Natty's Black is a show car worthy paste wax that refracts light in such a way that it will help to hide minor imperfections. When Natty's Black is applied over Black Hole Show Car Glaze, the combination produces an unbeatable shine and depth that is unsurpassed and application is easy enough for anyone to get the best shine possible on a show car or a daily driver. Natty's Black is a special blend of 100% Brazilian Carnauba Wax and UV Absorbers for superior protection from the elements. In addition to being a great stand-alone wax, Natty's Black can also be applied as a topper over a sealant like EX or EX-P for added protection and gloss. Natty's Black allows you to lay down a nice thin even layer of the wax and each jar should provide over 20 applications on a standard size vehicle.

Like all Poorboy's World waxes, Natty's Paste Wax - Black is an easy to use, wipe on, wipe off formula that can be applied in the sun or in the shade. Muting of metallic or pearl in the finish may be observed and this is a result of the deepening and darkening and color enhancement properties.

So pretty self explanatory stuff.

The Method

Now I used this for the first time a few weeks ago on my wife's orient bronze Mercedes gla, I was blown away by the finish super deep rich wet finish. One of the best results I have ever gotten on this vehicle.

So thought I would give my obsidian black a coat. The product is quite solid black wax, has that unique 'grape scent' only America produces. Wax does become quite oily once in use.

The product goes on super easy quarter turn of applicator in jar gets you 1/2 panel. It can be applied in full sun as I did yesterday. Buffs off super easy and leaves an amazing dark, super slick wet finish.

The results

So you will notice two cars in the pics this was because I was so impressed with it I wanted to try it on my mori blue A3

http://s725.photobucket.com/user/Hufted29/Nattys black/story

The price

£24.95 from here but also other retailers http://www.cleanyourcar.co.uk/wax/poorboys-black-wax/prod_1664.html

Verdict

Awesome finish dead easy to use just wipe on do a couple of panels wipe off admire deep shine. Nothing not to like and highly recommended from me.

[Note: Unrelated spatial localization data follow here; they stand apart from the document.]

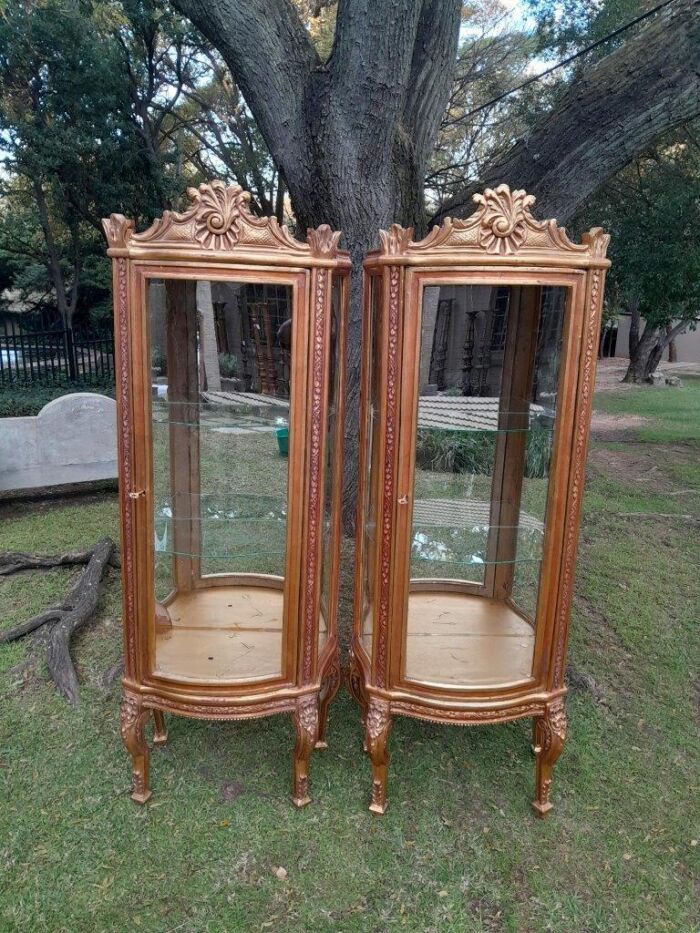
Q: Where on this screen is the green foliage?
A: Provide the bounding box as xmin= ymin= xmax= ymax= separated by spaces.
xmin=525 ymin=0 xmax=657 ymax=61
xmin=151 ymin=347 xmax=166 ymax=378
xmin=0 ymin=0 xmax=280 ymax=343
xmin=415 ymin=419 xmax=553 ymax=479
xmin=576 ymin=126 xmax=700 ymax=332
xmin=0 ymin=381 xmax=115 ymax=418
xmin=217 ymin=352 xmax=238 ymax=378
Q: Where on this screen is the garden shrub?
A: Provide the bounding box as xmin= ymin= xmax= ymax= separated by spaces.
xmin=0 ymin=380 xmax=115 ymax=418
xmin=415 ymin=417 xmax=553 ymax=479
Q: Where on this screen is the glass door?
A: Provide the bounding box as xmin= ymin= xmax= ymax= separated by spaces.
xmin=402 ymin=283 xmax=568 ymax=689
xmin=146 ymin=275 xmax=298 ymax=684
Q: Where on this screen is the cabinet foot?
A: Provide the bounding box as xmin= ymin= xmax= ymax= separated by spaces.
xmin=366 ymin=698 xmax=391 ymax=815
xmin=120 ymin=693 xmax=151 ymax=804
xmin=531 ymin=699 xmax=566 ymax=818
xmin=315 ymin=656 xmax=340 ymax=750
xmin=152 ymin=709 xmax=168 ymax=746
xmin=292 ymin=694 xmax=319 ymax=807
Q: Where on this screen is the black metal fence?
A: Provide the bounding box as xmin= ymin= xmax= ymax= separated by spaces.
xmin=0 ymin=328 xmax=115 ymax=385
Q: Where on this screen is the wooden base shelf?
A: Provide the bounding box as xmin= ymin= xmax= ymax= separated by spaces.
xmin=155 ymin=585 xmax=285 ymax=682
xmin=404 ymin=591 xmax=534 ymax=688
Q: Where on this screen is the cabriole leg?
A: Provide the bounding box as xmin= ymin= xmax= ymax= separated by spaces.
xmin=348 ymin=649 xmax=369 ymax=751
xmin=152 ymin=709 xmax=168 ymax=746
xmin=532 ymin=699 xmax=567 ymax=818
xmin=366 ymin=698 xmax=392 ymax=815
xmin=120 ymin=693 xmax=151 ymax=804
xmin=315 ymin=657 xmax=341 ymax=750
xmin=292 ymin=694 xmax=319 ymax=808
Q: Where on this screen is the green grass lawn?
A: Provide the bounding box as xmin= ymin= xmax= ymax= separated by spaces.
xmin=1 ymin=383 xmax=699 ymax=932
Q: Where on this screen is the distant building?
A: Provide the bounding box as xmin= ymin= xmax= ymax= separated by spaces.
xmin=601 ymin=313 xmax=700 ymax=363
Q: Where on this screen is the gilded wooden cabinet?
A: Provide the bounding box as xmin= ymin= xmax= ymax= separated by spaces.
xmin=104 ymin=183 xmax=349 ymax=807
xmin=350 ymin=186 xmax=609 ymax=815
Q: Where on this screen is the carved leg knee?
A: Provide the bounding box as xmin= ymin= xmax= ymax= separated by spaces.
xmin=315 ymin=657 xmax=340 ymax=750
xmin=366 ymin=698 xmax=392 ymax=815
xmin=532 ymin=699 xmax=567 ymax=818
xmin=292 ymin=694 xmax=319 ymax=808
xmin=152 ymin=709 xmax=168 ymax=746
xmin=347 ymin=649 xmax=369 ymax=752
xmin=120 ymin=693 xmax=151 ymax=804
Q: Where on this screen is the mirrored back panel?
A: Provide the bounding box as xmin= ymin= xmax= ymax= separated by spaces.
xmin=405 ymin=283 xmax=567 ymax=689
xmin=148 ymin=277 xmax=294 ymax=684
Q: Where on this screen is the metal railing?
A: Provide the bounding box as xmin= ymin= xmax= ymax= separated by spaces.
xmin=0 ymin=329 xmax=115 ymax=385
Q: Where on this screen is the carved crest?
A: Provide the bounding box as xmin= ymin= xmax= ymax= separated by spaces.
xmin=376 ymin=184 xmax=609 ymax=260
xmin=472 ymin=186 xmax=536 ymax=254
xmin=103 ymin=181 xmax=345 ymax=261
xmin=187 ymin=181 xmax=249 ymax=249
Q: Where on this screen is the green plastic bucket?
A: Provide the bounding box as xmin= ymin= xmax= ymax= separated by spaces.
xmin=276 ymin=426 xmax=289 ymax=457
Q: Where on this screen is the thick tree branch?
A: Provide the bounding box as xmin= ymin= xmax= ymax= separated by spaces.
xmin=402 ymin=0 xmax=462 ymax=164
xmin=169 ymin=0 xmax=319 ymax=192
xmin=432 ymin=0 xmax=700 ymax=225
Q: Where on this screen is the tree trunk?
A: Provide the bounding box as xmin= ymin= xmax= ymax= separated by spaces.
xmin=169 ymin=0 xmax=700 ymax=522
xmin=623 ymin=317 xmax=664 ymax=382
xmin=666 ymin=324 xmax=678 ymax=362
xmin=623 ymin=316 xmax=692 ymax=383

Detailingworld™ reviewer has followed the Manufacturers Instructions and accepts no responsibility to any circumstances arising from any member using these products or following this test "



*


----------



## fozzy (Oct 22, 2009)

Nice Review Hufty, It seems an age since I used any Poorboys products. I used to swear by a lot of their range back my early detailing days.......... Oh it seems so very long ago :lol:


----------



## Hufty (Apr 27, 2015)

Yeah know what you mean fozzy, easy to forget some of the old skool is good with lots of shiny new stuff about. I quite like gloss n shine as a qd also.


----------